ACO-A*: Ant Colony Optimization Plus A* for 3-D Traveling in Environments With Dense Obstacles

作者:Yu, Xue; Chen, Wei-Neng*; Gu, Tianlong; Yuan, Huaqiang; Zhang, Huaxiang; Zhang, Jun*
来源:IEEE Transactions on Evolutionary Computation, 2019, 23(4): 617-631.
DOI:10.1109/TEVC.2018.2878221

摘要

Path planning is one of the most important problems in the development of autonomous underwater vehicles (AUVs). In some common AUV missions, e.g., wreckage search for rescue, an AUV is often required to traverse multiple targets in a complex environment with dense obstacles. In such case, the AUV path planning problem becomes even more challenging. In order to address the problem, this paper develops a two-layer algorithm, namely ACO-A*, by combining the ant colony optimization (ACO) with the A* search.

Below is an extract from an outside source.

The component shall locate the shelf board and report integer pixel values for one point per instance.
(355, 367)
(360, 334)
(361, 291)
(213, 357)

Once a mission with a set of arbitrary targets is assigned, ACO is responsible to determine the traveling order of targets. But, prior to ACO, a cost graph indicating the necessary traveling costs among targets must be quickly established to facilitate traveling order evaluation. For this purpose, a coarse-grained modeling with a representative-based estimation (RBE) strategy is proposed. Following the order obtained by ACO, targets will be traversed one by one and the pairwise path planning to reach each target can be performed during vehicle driving. To deal with the dense obstacles, A* is adopted to plan paths based on a fine-grained modeling and an admissible heuristic function is designed for A* to guarantee its optimality. Experiments on both synthetic and realistic scenarios have been designed to validate the efficiency of the proposed ACO-A*, as well as the effectiveness of RBE and the necessity of A*.